Larvae of Galleria mellonella were infected as described previously (Panaccione and Arnold, 2017; Steen et al., 2021), with four treatment groups of five wild-type Metarhizium brunneum, M. brunneum easR knockout strain 1, M. brunneum easR knockout strain 2, and control larvae injected with only the PBS solution.  Larvae were harvested six days post inoculation, and mRNA was extracted by utilizing the Qiagen RNeasy Plant kit with on-column DNase I treatment (Qiagen Sciences Inc.; Germantown, MD).  Libraries for RNAseq analysis were prepared from 500 ng of total RNA with the KAPA mRNA HyperPrep kit (Roche Molecular Systems; Pleasanton, CA) and Illumina compatible iTru adapters.  Samples of 100 bp each from paired ends were sequenced by Illumina HiSeq technology at the Marshall University Genomics Core (Huntington, WV).  Total counts from individual genes were derived by comparison to the M. brunneum ARSEF 3297 reference genome, assembly MBR_1.0 (GenBank accession GCA_000814965.1).  The presence of zeros in the mRNA count data of the easR knockout strains resulted in unequal variances among treatments.  For this reason, RNAseq data were analyzed nonparametrically with Wilcoxon tests, and when Wilcoxon tests indicated a significant treatment effect, Steel-Dwass multiple comparison tests.  Statistical analyses were conducted in JMP Pro 14 (SAS, Cary, NC).

Phylogenetics

The sequence of AurF of Calcarisporium arbuscula and amino acid sequences encoded by 15 genes homologous to easR of M. brunneum were collected from ncbi.nlm.nih.gov.  Accession numbers for each sequence are listed next to each taxon in the text document that contains the sequences.  Amino acid sequences were aligned by MUSCLE and trimmed by eye to yield 249 residues of well-aligning amino acids ending near the carboxy terminus of EasR.  Maximum likelihood analyses were performed in MEGA X (Kumar et al., 2018) with the model JTT + G and 1000 bootstrap replications.
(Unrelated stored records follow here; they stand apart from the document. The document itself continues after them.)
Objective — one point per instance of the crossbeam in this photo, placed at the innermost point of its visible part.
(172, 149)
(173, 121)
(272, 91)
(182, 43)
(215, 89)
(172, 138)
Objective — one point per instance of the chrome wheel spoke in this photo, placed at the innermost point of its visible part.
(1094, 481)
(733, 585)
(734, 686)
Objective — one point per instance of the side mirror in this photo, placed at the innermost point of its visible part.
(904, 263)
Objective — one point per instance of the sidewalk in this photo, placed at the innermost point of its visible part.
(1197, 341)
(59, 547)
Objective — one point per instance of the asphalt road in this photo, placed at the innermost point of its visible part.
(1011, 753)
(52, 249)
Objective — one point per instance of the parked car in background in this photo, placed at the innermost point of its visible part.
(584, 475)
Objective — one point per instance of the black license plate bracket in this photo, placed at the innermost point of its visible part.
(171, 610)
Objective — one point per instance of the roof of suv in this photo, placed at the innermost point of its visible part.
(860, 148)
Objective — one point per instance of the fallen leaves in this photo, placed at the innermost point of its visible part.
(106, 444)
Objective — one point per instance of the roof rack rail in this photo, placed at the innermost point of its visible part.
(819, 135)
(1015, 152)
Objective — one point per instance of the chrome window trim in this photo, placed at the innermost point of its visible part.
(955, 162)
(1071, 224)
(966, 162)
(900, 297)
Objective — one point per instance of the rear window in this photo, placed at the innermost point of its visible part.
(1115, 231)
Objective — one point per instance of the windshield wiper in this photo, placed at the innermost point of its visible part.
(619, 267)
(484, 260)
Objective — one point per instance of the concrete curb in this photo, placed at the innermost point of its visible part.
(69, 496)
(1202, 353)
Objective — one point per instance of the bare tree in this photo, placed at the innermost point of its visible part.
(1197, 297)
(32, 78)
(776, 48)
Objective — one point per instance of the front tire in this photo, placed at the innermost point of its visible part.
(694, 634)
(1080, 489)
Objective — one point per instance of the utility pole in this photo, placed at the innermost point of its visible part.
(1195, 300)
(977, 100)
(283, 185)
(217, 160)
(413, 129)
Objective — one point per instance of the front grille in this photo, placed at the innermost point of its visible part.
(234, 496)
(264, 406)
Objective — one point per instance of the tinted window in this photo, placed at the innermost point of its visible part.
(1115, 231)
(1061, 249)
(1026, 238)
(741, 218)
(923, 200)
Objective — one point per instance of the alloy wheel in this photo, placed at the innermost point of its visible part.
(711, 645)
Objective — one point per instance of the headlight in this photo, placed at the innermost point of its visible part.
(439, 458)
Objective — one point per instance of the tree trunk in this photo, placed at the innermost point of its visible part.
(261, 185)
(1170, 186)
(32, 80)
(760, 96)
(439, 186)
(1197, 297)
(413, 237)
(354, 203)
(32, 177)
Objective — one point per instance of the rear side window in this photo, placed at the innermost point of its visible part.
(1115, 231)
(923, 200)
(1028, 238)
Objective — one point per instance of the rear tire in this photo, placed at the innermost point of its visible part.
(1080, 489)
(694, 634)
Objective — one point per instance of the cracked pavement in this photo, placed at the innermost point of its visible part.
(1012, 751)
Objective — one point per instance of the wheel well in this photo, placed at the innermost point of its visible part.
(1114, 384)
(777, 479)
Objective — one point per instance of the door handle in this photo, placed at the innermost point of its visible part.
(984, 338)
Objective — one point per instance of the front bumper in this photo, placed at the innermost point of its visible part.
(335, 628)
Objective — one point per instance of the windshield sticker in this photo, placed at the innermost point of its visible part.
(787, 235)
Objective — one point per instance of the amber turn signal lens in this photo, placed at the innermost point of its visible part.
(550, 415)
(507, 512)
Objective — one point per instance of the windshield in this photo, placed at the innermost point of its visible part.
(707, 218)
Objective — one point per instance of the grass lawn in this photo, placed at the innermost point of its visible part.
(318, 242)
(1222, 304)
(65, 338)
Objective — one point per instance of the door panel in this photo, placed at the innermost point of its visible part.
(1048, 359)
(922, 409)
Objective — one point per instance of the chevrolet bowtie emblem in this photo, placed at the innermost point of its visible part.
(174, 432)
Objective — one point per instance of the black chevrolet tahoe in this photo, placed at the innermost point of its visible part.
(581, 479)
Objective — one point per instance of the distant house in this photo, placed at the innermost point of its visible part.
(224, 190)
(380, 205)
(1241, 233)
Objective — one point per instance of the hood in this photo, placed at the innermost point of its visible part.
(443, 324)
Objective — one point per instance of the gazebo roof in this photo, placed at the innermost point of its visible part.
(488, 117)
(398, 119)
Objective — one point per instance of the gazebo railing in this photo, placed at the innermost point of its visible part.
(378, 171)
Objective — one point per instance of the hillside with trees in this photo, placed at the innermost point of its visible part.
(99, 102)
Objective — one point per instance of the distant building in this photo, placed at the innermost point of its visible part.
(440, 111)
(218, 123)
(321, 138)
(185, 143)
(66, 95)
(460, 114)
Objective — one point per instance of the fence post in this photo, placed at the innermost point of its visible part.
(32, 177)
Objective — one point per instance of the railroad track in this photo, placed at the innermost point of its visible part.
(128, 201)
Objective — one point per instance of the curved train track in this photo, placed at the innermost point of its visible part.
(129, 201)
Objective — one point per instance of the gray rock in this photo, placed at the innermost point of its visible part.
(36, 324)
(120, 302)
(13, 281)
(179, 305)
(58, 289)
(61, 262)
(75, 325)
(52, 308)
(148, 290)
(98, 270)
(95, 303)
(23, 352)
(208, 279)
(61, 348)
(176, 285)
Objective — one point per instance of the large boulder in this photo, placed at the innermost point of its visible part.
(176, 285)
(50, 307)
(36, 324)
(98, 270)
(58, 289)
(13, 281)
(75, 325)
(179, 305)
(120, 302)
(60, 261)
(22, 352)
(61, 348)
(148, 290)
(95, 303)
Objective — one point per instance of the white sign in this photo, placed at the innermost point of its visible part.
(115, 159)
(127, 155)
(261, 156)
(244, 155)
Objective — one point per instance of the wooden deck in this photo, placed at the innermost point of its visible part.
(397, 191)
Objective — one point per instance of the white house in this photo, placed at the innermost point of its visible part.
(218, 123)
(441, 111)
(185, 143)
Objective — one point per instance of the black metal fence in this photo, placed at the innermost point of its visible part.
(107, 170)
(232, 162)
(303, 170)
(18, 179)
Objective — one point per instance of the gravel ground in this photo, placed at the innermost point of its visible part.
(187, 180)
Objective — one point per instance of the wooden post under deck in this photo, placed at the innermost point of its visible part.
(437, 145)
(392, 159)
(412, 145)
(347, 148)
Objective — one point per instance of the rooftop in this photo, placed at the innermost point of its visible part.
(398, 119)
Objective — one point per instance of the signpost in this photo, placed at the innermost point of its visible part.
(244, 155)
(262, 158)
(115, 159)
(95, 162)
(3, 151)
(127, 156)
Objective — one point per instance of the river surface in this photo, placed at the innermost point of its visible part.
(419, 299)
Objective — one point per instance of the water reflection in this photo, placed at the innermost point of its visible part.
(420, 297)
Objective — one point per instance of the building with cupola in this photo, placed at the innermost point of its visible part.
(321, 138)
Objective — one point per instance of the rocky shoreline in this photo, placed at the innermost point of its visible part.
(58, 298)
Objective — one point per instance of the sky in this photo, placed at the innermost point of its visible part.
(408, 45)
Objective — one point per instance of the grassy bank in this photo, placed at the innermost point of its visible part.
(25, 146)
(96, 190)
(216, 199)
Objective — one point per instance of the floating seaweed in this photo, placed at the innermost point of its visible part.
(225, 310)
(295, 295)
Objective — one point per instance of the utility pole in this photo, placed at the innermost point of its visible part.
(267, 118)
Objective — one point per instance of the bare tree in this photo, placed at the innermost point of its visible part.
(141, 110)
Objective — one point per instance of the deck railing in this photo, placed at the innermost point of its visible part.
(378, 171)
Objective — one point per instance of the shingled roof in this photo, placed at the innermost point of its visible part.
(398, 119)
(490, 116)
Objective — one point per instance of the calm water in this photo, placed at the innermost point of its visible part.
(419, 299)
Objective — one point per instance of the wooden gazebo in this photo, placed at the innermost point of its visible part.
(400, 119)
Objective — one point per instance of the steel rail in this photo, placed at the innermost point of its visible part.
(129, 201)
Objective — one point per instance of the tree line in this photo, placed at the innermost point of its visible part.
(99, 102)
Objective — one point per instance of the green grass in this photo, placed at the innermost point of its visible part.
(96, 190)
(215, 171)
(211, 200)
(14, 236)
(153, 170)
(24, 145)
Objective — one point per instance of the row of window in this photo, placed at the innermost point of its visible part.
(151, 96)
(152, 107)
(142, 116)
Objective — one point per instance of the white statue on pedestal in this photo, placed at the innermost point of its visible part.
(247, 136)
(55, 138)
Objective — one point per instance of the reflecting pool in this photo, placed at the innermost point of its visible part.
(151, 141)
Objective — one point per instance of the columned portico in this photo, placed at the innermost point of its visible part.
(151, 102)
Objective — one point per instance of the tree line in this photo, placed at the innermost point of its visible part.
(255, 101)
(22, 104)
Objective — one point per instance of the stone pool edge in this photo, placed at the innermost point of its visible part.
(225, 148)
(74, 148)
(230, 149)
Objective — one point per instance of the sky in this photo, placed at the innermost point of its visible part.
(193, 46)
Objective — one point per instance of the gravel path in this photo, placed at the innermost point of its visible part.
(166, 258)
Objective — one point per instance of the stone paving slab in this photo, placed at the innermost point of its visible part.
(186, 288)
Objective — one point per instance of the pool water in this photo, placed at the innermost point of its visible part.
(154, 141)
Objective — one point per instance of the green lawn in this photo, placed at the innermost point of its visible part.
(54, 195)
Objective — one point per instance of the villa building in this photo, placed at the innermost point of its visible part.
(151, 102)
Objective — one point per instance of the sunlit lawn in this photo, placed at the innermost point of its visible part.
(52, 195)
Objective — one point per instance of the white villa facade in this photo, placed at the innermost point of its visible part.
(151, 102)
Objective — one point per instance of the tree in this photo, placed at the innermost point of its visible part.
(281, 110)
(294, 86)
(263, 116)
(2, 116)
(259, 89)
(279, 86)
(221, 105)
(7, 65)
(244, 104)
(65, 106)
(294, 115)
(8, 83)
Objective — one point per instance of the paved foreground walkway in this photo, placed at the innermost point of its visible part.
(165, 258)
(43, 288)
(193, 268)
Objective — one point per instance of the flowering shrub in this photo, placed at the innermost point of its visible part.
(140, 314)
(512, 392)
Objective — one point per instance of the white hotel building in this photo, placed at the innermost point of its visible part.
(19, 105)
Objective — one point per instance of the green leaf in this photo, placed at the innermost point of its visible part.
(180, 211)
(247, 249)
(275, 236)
Virulence tests in insects

Spore suspensions were prepared at a concentration of 5 conidia/µL in modified PBS solution containing 9 mM Na₂PO₄, 1.6 mM KH₂PO₄, 123 mM NaCl, 0.01% wt/vol Tween 20, and 10 µg/ml rifampin.  Galleria mellonella larvae were injected with 20 µL of the spore suspension via an insulin syringe into the hindmost left proleg (Panaccione and Arnold, 2017; Steen et al., 2021).  Control larvae were inoculated using the same protocol but with 20 µL of modified PBS solution lacking spores.  Survival was recorded every few hours.  Data were graphed on Kaplan-Meier survival curves, and differences in survival rates were assessed with log rank tests with a Bonferonni corrected α set at 0.016.  One-way ANOVA was used to compare the average time to 50% lethality for larvae infected with wild-type M. brunneum and an M. brunneum easR knockout strain.  All statistical analyses were performed in JMP Pro 14 (SAS; Cary, NC).

References

• Kumar S, Stecher G, Li M, Knyaz C, Tamura K. 2018. MEGA X: Molecular evolutionary genetics analysis across computing platforms. Mol Biol Evol. 35:1547–1549.
• Panaccione DG, Arnold SL. 2017. Ergot alkaloids contribute to virulence in an insect model of invasive aspergillosis. Sci Rep 7:8930.
• Steen CR, Sampson JK, Panaccione DG. 2021. A Baeyer–Villiger monooxygenase gene involved in the synthesis of lysergic acid amides affects the interaction of the fungus Metarhizium brunneum with insects. Appl Environ Microbiol 87:e00748–21.